The entropy of a set $X$ of things $x$, each of which has a probability $P(x)$, is defined as

$$H(X) = \sum_{x \in X} -P(x) \mathrm{log}_2 P(x)$$

To compute the entropy of the *tags* seen on a list of recommendations, we need to define $P(t|L)$: the probability of a tag $t$ for a particular recommendation list $L$.

To do that, we will compute the probability of selecting a particular tag $t$ according the following process:

1. Pick a movie at random from the list of recommended movies.

2. Pick a tag at random from the movie's tags, with probability proportional to the number of times the tag has been applied to the movie.

So, for a tag $t$ and recommendation list $L$, $P(t)$ is defined as follows (where $T_m$ is the set of tags of movie $m$ and $n_{mt}$ is the number of times tag $t$ was applied to movie $m$):

\begin{align}

P(t|L) & = \sum_{m \in L} P(t|m)P(m|L) \\

& = \sum_{m \in L \text{ s.t. } t \in T_m} \frac{n_{mt}}{\sum_{t' \in T_m} n_{mt'}} \frac{1}{|L|}

\end{align}

Plug this into the entropy formula to compute the tag entropy of a list $L$ of recommendations, with $T$ being the set of all tags appearing on any movie in $L$:

\begin{align}

H(L) & = \sum_{t \in T} -P(t|L) \mathrm{log}_2 P(t|L)

\end{align}

We've provided the `TagVocabulary` class to make it easier to write this metric. It allows you to create tag vectors and map tags to their IDs. Unlike the tag processing in Assignment 2, this time we are ignoring the case of tags; you will not have to do anything to account for this, though; the `ItemTagDAO` interface now returns all-lowercase tags.

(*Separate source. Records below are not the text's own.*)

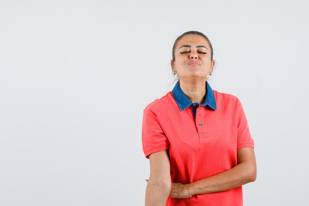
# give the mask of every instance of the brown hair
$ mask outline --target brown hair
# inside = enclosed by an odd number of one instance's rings
[[[179,40],[180,40],[181,38],[182,38],[183,37],[185,37],[185,36],[189,35],[200,36],[201,37],[203,37],[204,39],[205,39],[208,41],[208,43],[209,44],[209,46],[210,46],[210,50],[211,51],[211,55],[210,56],[210,59],[212,61],[214,52],[212,49],[212,45],[211,45],[211,43],[210,43],[210,41],[209,41],[208,38],[204,34],[202,33],[201,32],[197,32],[197,31],[189,31],[189,32],[185,32],[184,34],[182,34],[179,37],[178,37],[177,39],[176,39],[176,40],[175,41],[175,42],[174,42],[174,45],[173,45],[173,50],[172,51],[172,56],[173,57],[173,64],[174,64],[174,62],[175,62],[175,50],[176,50],[176,46],[177,45],[177,43],[178,43],[178,41],[179,41]],[[173,72],[172,70],[172,72]],[[206,78],[206,80],[208,80],[207,78]],[[175,81],[174,82],[175,82]]]
[[[211,60],[211,61],[212,61],[212,57],[214,54],[214,52],[212,49],[212,45],[211,45],[211,43],[210,43],[210,41],[209,41],[208,38],[204,34],[201,32],[197,32],[197,31],[190,31],[189,32],[185,32],[184,34],[178,37],[177,39],[176,39],[176,40],[175,41],[175,42],[174,43],[174,45],[173,45],[173,51],[172,51],[173,62],[175,61],[175,50],[176,50],[176,46],[177,45],[177,43],[178,43],[178,41],[179,41],[179,40],[180,40],[181,38],[185,36],[189,35],[199,35],[201,37],[203,37],[204,39],[205,39],[208,42],[208,43],[209,44],[209,46],[210,46],[210,50],[211,50],[211,55],[210,57],[210,59]]]

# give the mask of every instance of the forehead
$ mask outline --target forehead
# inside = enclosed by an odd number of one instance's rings
[[[178,49],[184,45],[190,45],[193,46],[197,45],[203,45],[209,48],[207,41],[203,37],[196,35],[188,35],[184,36],[179,40],[176,48]]]

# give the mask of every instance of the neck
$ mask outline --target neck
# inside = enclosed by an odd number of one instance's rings
[[[206,95],[205,80],[194,82],[179,81],[180,88],[192,102],[204,103]]]

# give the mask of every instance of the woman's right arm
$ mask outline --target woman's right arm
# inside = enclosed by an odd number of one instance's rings
[[[165,206],[171,192],[170,165],[166,150],[152,154],[145,206]]]

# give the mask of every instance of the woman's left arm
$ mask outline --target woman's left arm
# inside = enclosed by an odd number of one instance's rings
[[[257,176],[254,149],[244,147],[237,150],[237,165],[214,176],[189,184],[191,195],[212,193],[230,190],[255,181]],[[188,198],[188,185],[172,183],[170,197]]]

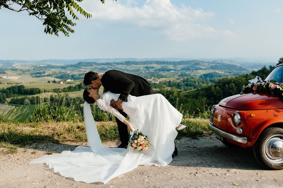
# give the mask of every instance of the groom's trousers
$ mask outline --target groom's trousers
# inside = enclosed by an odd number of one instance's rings
[[[147,95],[154,93],[153,89],[151,88],[148,93],[143,93],[142,95]],[[127,118],[128,115],[123,112],[122,110],[119,109],[118,110],[121,114],[123,115],[125,118]],[[120,140],[121,143],[124,144],[128,144],[129,141],[129,133],[128,132],[128,126],[124,123],[122,122],[116,118],[116,122],[117,122],[117,125],[118,126],[118,131],[119,132],[119,136],[120,136]]]
[[[121,114],[124,117],[127,118],[128,115],[123,112],[122,110],[118,110]],[[116,122],[118,126],[118,131],[119,132],[119,136],[120,136],[120,140],[121,143],[126,144],[129,141],[129,134],[128,132],[128,127],[124,123],[119,120],[116,118]]]

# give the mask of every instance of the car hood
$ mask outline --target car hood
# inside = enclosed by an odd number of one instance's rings
[[[279,95],[268,93],[241,93],[225,98],[219,105],[239,110],[263,110],[283,108],[283,102]]]

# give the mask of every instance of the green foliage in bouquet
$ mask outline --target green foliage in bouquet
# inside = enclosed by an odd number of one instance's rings
[[[150,147],[150,144],[148,142],[147,136],[145,135],[138,130],[134,132],[133,136],[130,136],[129,143],[130,148],[140,152],[146,151]]]
[[[271,80],[270,82],[258,81],[255,84],[252,83],[247,86],[243,86],[242,91],[244,93],[250,93],[256,91],[259,92],[270,93],[271,95],[279,94],[283,96],[283,83],[276,82],[275,80]],[[283,97],[282,97],[283,99]]]

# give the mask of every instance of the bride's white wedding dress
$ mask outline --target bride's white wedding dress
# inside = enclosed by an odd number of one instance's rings
[[[119,94],[110,92],[100,96],[97,105],[123,121],[124,118],[110,105],[110,101],[118,99]],[[84,104],[84,115],[88,145],[78,146],[73,151],[45,155],[31,161],[30,164],[46,164],[55,173],[86,183],[105,184],[115,177],[130,171],[139,165],[149,166],[167,165],[172,160],[174,140],[177,133],[175,128],[180,123],[181,113],[162,95],[153,94],[139,97],[129,95],[123,102],[124,111],[139,131],[148,136],[154,149],[145,154],[127,149],[104,147],[97,131],[90,106]]]

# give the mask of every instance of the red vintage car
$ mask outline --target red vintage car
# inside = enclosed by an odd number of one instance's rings
[[[283,64],[264,81],[283,82]],[[283,169],[283,101],[281,95],[241,93],[221,101],[211,109],[210,129],[228,147],[252,146],[264,167]]]

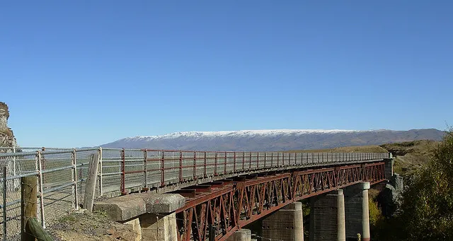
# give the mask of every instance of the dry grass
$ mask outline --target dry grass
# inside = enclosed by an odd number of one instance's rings
[[[410,176],[426,165],[431,158],[431,151],[439,141],[422,140],[381,145],[395,157],[395,172]]]
[[[288,153],[381,153],[387,150],[379,146],[345,146],[330,149],[318,150],[294,150],[286,151]]]

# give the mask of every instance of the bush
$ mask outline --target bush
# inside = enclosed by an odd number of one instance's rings
[[[401,222],[409,240],[453,240],[453,131],[409,180]]]

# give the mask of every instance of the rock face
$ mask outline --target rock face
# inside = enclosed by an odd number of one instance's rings
[[[9,111],[8,105],[0,102],[0,146],[16,147],[17,143],[13,131],[8,127],[8,119]],[[0,150],[0,152],[6,152],[7,150]]]

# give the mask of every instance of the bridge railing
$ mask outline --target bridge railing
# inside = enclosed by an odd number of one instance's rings
[[[173,183],[212,177],[241,175],[260,170],[278,170],[323,165],[373,162],[388,153],[285,153],[251,151],[190,151],[120,148],[0,148],[0,208],[4,237],[19,240],[20,180],[38,177],[38,217],[42,223],[79,208],[85,194],[91,158],[99,158],[96,196],[127,190],[159,188]],[[8,230],[8,231],[6,231]]]

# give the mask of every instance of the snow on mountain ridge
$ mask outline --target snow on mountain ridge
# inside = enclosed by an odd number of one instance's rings
[[[183,131],[174,132],[160,136],[137,136],[134,137],[127,137],[125,141],[138,141],[138,140],[156,140],[165,139],[176,139],[179,137],[183,138],[214,138],[214,137],[244,137],[251,136],[276,136],[276,135],[301,135],[305,134],[337,134],[337,133],[354,133],[372,131],[359,131],[359,130],[343,130],[343,129],[272,129],[272,130],[241,130],[241,131]]]

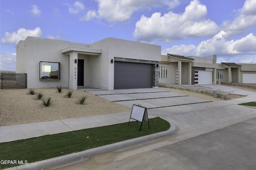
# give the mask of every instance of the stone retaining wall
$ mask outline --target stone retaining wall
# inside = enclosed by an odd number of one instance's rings
[[[218,84],[218,81],[217,82],[217,84]],[[242,84],[242,83],[228,83],[220,82],[220,85],[228,85],[232,86],[242,87],[244,87],[249,88],[252,89],[256,89],[256,84]]]
[[[217,92],[217,97],[225,100],[228,99],[228,93],[226,91],[222,91],[219,90],[214,90],[211,89],[198,87],[196,87],[185,86],[176,84],[168,84],[164,83],[159,83],[158,87],[174,89],[178,90],[183,90],[184,91],[189,91],[200,93],[206,94],[212,96],[214,95],[214,91],[216,91]]]

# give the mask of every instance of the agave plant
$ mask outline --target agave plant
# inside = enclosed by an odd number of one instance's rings
[[[59,87],[58,86],[57,86],[57,89],[58,89],[58,91],[59,93],[61,92],[61,91],[62,89],[62,88],[61,87],[61,86],[60,86],[60,87]]]
[[[34,89],[29,89],[29,91],[28,91],[28,93],[32,95],[34,95],[35,93],[35,91],[34,90]]]
[[[43,99],[42,101],[43,101],[44,105],[46,107],[50,106],[50,105],[52,103],[52,101],[51,101],[51,99],[52,98],[50,97],[48,97],[47,99]]]
[[[43,97],[43,94],[41,93],[41,92],[37,93],[37,99],[40,99]]]
[[[84,103],[84,102],[87,97],[87,96],[83,95],[80,99],[79,99],[79,102],[80,102],[80,104]]]
[[[64,97],[70,97],[72,95],[72,93],[73,93],[73,91],[72,90],[69,90],[68,91],[67,91],[67,94]]]

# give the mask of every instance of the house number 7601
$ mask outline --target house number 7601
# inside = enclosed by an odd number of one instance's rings
[[[75,71],[74,71],[74,73],[75,75],[75,79],[76,79],[76,68],[75,67],[74,69],[75,69]]]

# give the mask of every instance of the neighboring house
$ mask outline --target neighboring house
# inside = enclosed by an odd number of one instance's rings
[[[256,64],[217,63],[212,59],[167,54],[159,61],[159,82],[178,85],[256,83]]]
[[[29,36],[16,47],[16,72],[27,73],[28,88],[256,83],[255,64],[217,63],[216,55],[161,55],[160,46],[116,38],[85,44]]]
[[[88,44],[29,36],[16,49],[16,72],[27,73],[28,88],[158,87],[159,45],[113,38]]]

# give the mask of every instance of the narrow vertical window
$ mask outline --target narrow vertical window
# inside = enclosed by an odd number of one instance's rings
[[[163,66],[161,66],[161,78],[163,78]]]

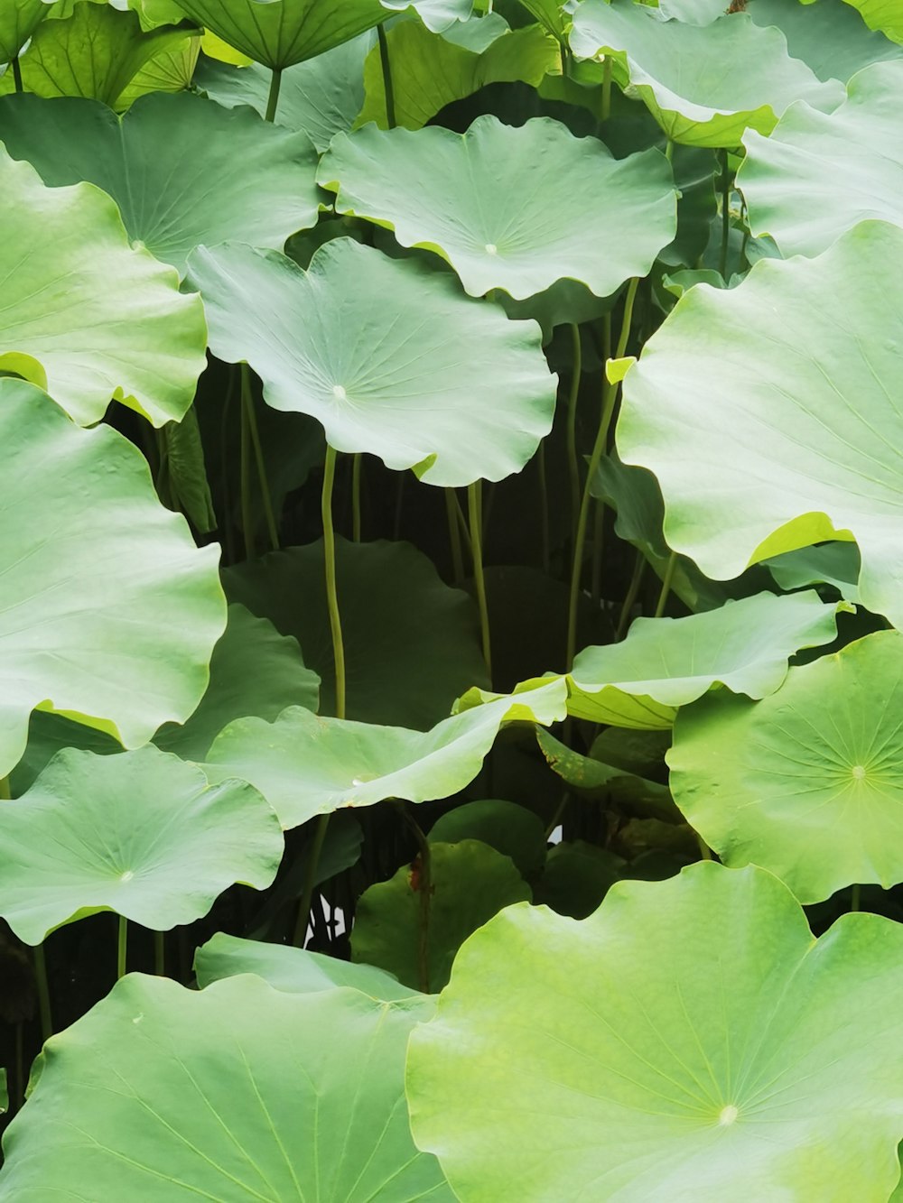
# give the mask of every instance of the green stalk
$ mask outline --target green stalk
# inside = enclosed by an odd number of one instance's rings
[[[125,955],[129,947],[129,920],[124,914],[119,915],[119,938],[116,946],[116,977],[125,977]]]
[[[265,120],[276,120],[276,109],[279,107],[279,87],[282,84],[282,67],[273,67],[270,77],[270,95],[266,99]]]
[[[393,85],[393,70],[389,61],[389,40],[382,25],[377,25],[377,37],[379,40],[379,65],[383,69],[383,90],[385,91],[385,124],[390,130],[395,129],[395,88]]]
[[[270,547],[272,551],[279,550],[279,534],[276,527],[276,515],[273,514],[273,503],[270,497],[270,481],[266,475],[266,462],[264,460],[264,448],[260,443],[260,431],[258,429],[258,415],[254,411],[254,393],[250,387],[250,368],[247,363],[242,363],[242,407],[244,409],[246,420],[248,423],[248,434],[250,435],[250,445],[254,449],[254,462],[258,469],[258,480],[260,481],[260,496],[264,502],[264,517],[266,518],[266,531],[270,535]],[[242,493],[242,497],[244,494]]]
[[[483,635],[483,659],[486,662],[490,683],[492,681],[492,648],[489,635],[489,606],[486,605],[486,580],[483,575],[483,515],[480,512],[482,481],[467,486],[467,516],[471,527],[471,551],[473,556],[473,583],[477,588],[479,628]]]
[[[627,294],[624,298],[624,318],[621,320],[621,333],[618,338],[618,346],[615,348],[615,358],[621,358],[625,350],[627,349],[627,339],[630,337],[631,319],[633,316],[633,302],[637,296],[637,286],[639,285],[639,279],[635,277],[627,285]],[[598,469],[600,462],[602,460],[602,454],[606,450],[608,443],[608,428],[612,425],[612,415],[614,414],[615,402],[618,401],[618,390],[620,385],[613,385],[608,383],[604,378],[604,384],[602,386],[602,416],[598,423],[598,431],[596,432],[596,442],[592,445],[592,455],[590,456],[589,468],[586,469],[586,480],[583,486],[583,497],[580,498],[580,512],[577,516],[577,538],[574,539],[574,557],[571,565],[571,597],[567,609],[567,669],[569,671],[573,664],[574,652],[577,651],[577,604],[580,597],[580,577],[583,575],[583,550],[586,544],[586,523],[590,512],[590,502],[592,496],[590,493],[590,486],[595,479],[596,470]]]
[[[727,167],[727,152],[721,152],[721,255],[718,269],[721,279],[727,279],[727,239],[731,235],[731,176]]]
[[[352,457],[352,539],[360,543],[360,451]]]
[[[580,461],[577,458],[577,397],[583,372],[583,348],[580,327],[571,326],[571,391],[567,396],[567,475],[571,484],[571,541],[577,533],[577,515],[580,512]]]
[[[677,552],[672,551],[668,556],[668,567],[665,569],[665,576],[661,582],[661,593],[659,594],[659,604],[655,608],[655,617],[661,618],[665,614],[665,606],[668,602],[668,593],[671,593],[671,585],[674,580],[674,569],[677,568]]]
[[[53,1018],[51,1015],[51,988],[47,982],[43,944],[35,947],[35,983],[37,985],[37,1009],[41,1015],[41,1036],[48,1041],[53,1036]]]
[[[445,494],[445,517],[448,520],[448,541],[452,547],[452,574],[455,585],[464,580],[464,556],[461,555],[461,532],[458,528],[459,505],[454,488],[448,486],[443,490]]]

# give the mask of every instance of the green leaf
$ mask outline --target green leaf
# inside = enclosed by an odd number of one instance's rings
[[[792,668],[756,705],[681,711],[674,800],[726,864],[755,861],[802,902],[903,881],[903,635],[884,630]]]
[[[488,18],[467,22],[483,26]],[[430,32],[419,22],[403,22],[385,35],[395,94],[395,120],[409,130],[419,130],[445,105],[472,96],[492,83],[523,81],[537,87],[549,71],[561,70],[557,43],[538,25],[498,31],[489,46],[459,46],[448,37]],[[376,122],[388,126],[385,84],[379,51],[373,49],[365,64],[366,101],[358,125]]]
[[[194,967],[202,990],[223,978],[254,973],[285,994],[317,994],[350,986],[377,1002],[421,997],[418,990],[409,990],[391,973],[373,965],[352,965],[323,953],[309,953],[306,948],[238,940],[222,931],[197,949]]]
[[[837,638],[837,606],[814,592],[757,593],[686,618],[637,618],[620,644],[574,658],[568,713],[594,723],[669,727],[715,685],[765,698],[802,647]]]
[[[754,867],[619,882],[583,923],[510,907],[412,1036],[415,1139],[473,1203],[883,1203],[902,965],[898,924],[844,915],[816,942]]]
[[[419,262],[336,238],[303,272],[234,244],[195,251],[189,280],[214,355],[247,360],[265,401],[311,414],[338,451],[415,468],[431,485],[468,485],[520,472],[551,428],[555,377],[538,327],[508,321]]]
[[[868,218],[903,225],[901,106],[903,63],[877,63],[836,112],[795,105],[769,138],[750,131],[737,183],[751,229],[790,256],[818,255]]]
[[[22,380],[0,380],[0,776],[39,705],[137,747],[207,686],[219,549],[159,504],[131,443]]]
[[[75,1185],[93,1203],[450,1201],[403,1101],[408,1033],[432,1007],[284,994],[249,974],[200,991],[130,974],[48,1041],[0,1189],[37,1199]]]
[[[609,55],[616,82],[687,146],[733,147],[748,128],[768,134],[795,100],[826,109],[843,100],[838,81],[819,81],[779,30],[742,13],[701,26],[643,5],[584,0],[569,40],[578,59]]]
[[[0,63],[14,59],[47,16],[53,0],[6,0],[0,10]]]
[[[389,17],[379,0],[178,0],[200,25],[282,71],[315,59]]]
[[[526,806],[501,798],[465,802],[442,814],[430,828],[431,843],[479,840],[517,865],[521,877],[531,877],[545,861],[545,828]]]
[[[160,94],[117,118],[93,101],[10,96],[0,129],[46,184],[87,179],[108,192],[130,237],[181,273],[199,243],[281,249],[317,224],[313,146],[247,108]]]
[[[337,540],[347,716],[424,729],[485,681],[476,606],[407,543]],[[230,599],[294,635],[319,674],[320,711],[335,713],[335,663],[323,541],[272,552],[223,574]]]
[[[315,814],[373,806],[386,798],[450,798],[479,774],[503,723],[549,724],[563,717],[560,680],[453,715],[430,731],[320,718],[291,706],[275,723],[230,723],[213,741],[203,768],[212,781],[249,781],[288,829]]]
[[[134,12],[85,0],[64,20],[41,22],[22,55],[22,81],[25,91],[39,96],[87,96],[112,108],[142,67],[184,38],[185,28],[142,32]],[[7,71],[0,93],[14,88]]]
[[[708,576],[852,535],[863,604],[903,623],[902,263],[903,230],[861,223],[818,259],[697,285],[647,343],[618,448],[659,478],[665,537]]]
[[[47,188],[0,148],[0,371],[47,389],[82,425],[111,397],[154,426],[181,419],[206,365],[200,298],[129,245],[93,185]]]
[[[66,748],[0,806],[0,915],[26,944],[99,911],[167,931],[235,882],[265,889],[282,852],[276,816],[244,782],[209,786],[155,747]]]
[[[503,907],[531,896],[510,858],[489,845],[433,843],[429,878],[418,860],[361,894],[352,955],[412,989],[438,990],[465,940]]]
[[[447,259],[471,296],[524,300],[568,278],[604,297],[645,275],[677,229],[660,150],[616,160],[544,117],[519,129],[479,117],[464,135],[368,125],[334,140],[318,179],[340,213]]]
[[[372,41],[372,34],[362,34],[309,63],[288,67],[279,87],[277,124],[301,130],[320,153],[340,130],[349,130],[364,105],[364,60]],[[250,105],[261,117],[266,112],[270,93],[266,67],[256,64],[235,67],[205,58],[194,82],[226,108]]]
[[[296,639],[281,635],[243,605],[230,605],[200,705],[183,725],[160,728],[154,743],[184,760],[202,760],[216,736],[236,718],[275,719],[287,706],[315,711],[319,685],[317,674],[305,668]]]

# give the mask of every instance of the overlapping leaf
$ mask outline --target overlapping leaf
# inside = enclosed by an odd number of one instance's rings
[[[627,373],[621,458],[659,478],[666,539],[708,576],[851,532],[863,604],[903,623],[902,267],[903,230],[878,221],[762,260],[681,297]]]
[[[0,914],[29,944],[98,911],[157,930],[191,923],[234,882],[270,885],[283,852],[255,789],[209,786],[155,747],[60,752],[0,807]]]
[[[247,360],[266,402],[317,417],[338,451],[370,451],[431,485],[467,485],[519,472],[551,427],[555,377],[538,327],[420,263],[336,238],[302,272],[232,244],[196,251],[189,279],[214,354]]]
[[[33,385],[0,380],[0,775],[37,705],[137,747],[206,688],[219,549],[163,509],[130,443],[79,429]]]
[[[0,371],[47,389],[84,425],[116,397],[155,426],[181,419],[206,357],[203,307],[129,245],[90,184],[47,188],[0,149]]]
[[[317,223],[313,146],[247,108],[161,94],[117,118],[92,101],[11,96],[0,129],[46,184],[88,180],[108,192],[131,238],[181,273],[199,243],[281,249]]]
[[[884,1203],[901,965],[898,924],[844,915],[816,942],[754,867],[618,883],[582,923],[509,907],[412,1036],[414,1137],[467,1203]]]
[[[282,1203],[315,1189],[321,1203],[445,1203],[403,1101],[408,1033],[433,1007],[285,994],[250,974],[201,991],[130,974],[48,1042],[6,1134],[0,1191]]]
[[[471,296],[498,288],[523,300],[568,278],[604,297],[645,275],[677,229],[659,150],[615,160],[548,118],[517,129],[480,117],[465,135],[368,125],[332,142],[319,180],[340,213],[448,259]]]

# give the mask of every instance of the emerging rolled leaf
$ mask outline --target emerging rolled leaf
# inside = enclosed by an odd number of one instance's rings
[[[802,902],[903,881],[903,635],[879,632],[792,668],[763,701],[683,710],[674,801],[730,865],[754,861]]]
[[[232,244],[195,251],[189,280],[214,354],[247,360],[265,401],[311,414],[338,451],[468,485],[519,472],[551,427],[556,378],[538,326],[508,321],[420,263],[336,238],[302,272]]]
[[[0,776],[39,705],[137,747],[207,686],[219,549],[159,504],[131,443],[22,380],[0,380]]]
[[[129,244],[94,185],[47,188],[0,148],[0,371],[47,389],[82,425],[113,397],[154,426],[182,417],[206,366],[200,298]]]
[[[524,300],[567,278],[604,297],[645,275],[677,229],[661,152],[615,160],[544,117],[519,129],[479,117],[464,135],[367,125],[335,138],[318,178],[340,213],[448,259],[471,296]]]
[[[902,273],[903,230],[861,223],[818,259],[697,285],[647,343],[618,448],[659,478],[666,539],[707,575],[852,534],[863,604],[903,623]]]
[[[412,1036],[414,1137],[464,1203],[884,1203],[901,989],[898,924],[844,915],[816,942],[751,866],[619,882],[579,923],[509,907]]]
[[[414,1148],[403,1096],[408,1035],[433,1006],[285,994],[250,974],[201,991],[130,974],[48,1041],[6,1134],[0,1190],[450,1203],[436,1158]]]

The downloaded code also includes `TagEntropyMetricTest`, a set of test cases for the tag entropy

metric to help you debug your code. You can run these tests with the following command:

    ./gradlew test

## Submitting

There is no code or data to submit. Instead, visit the Evaluation Quiz and answer the questions it contains based on your analysis of the evaluation results.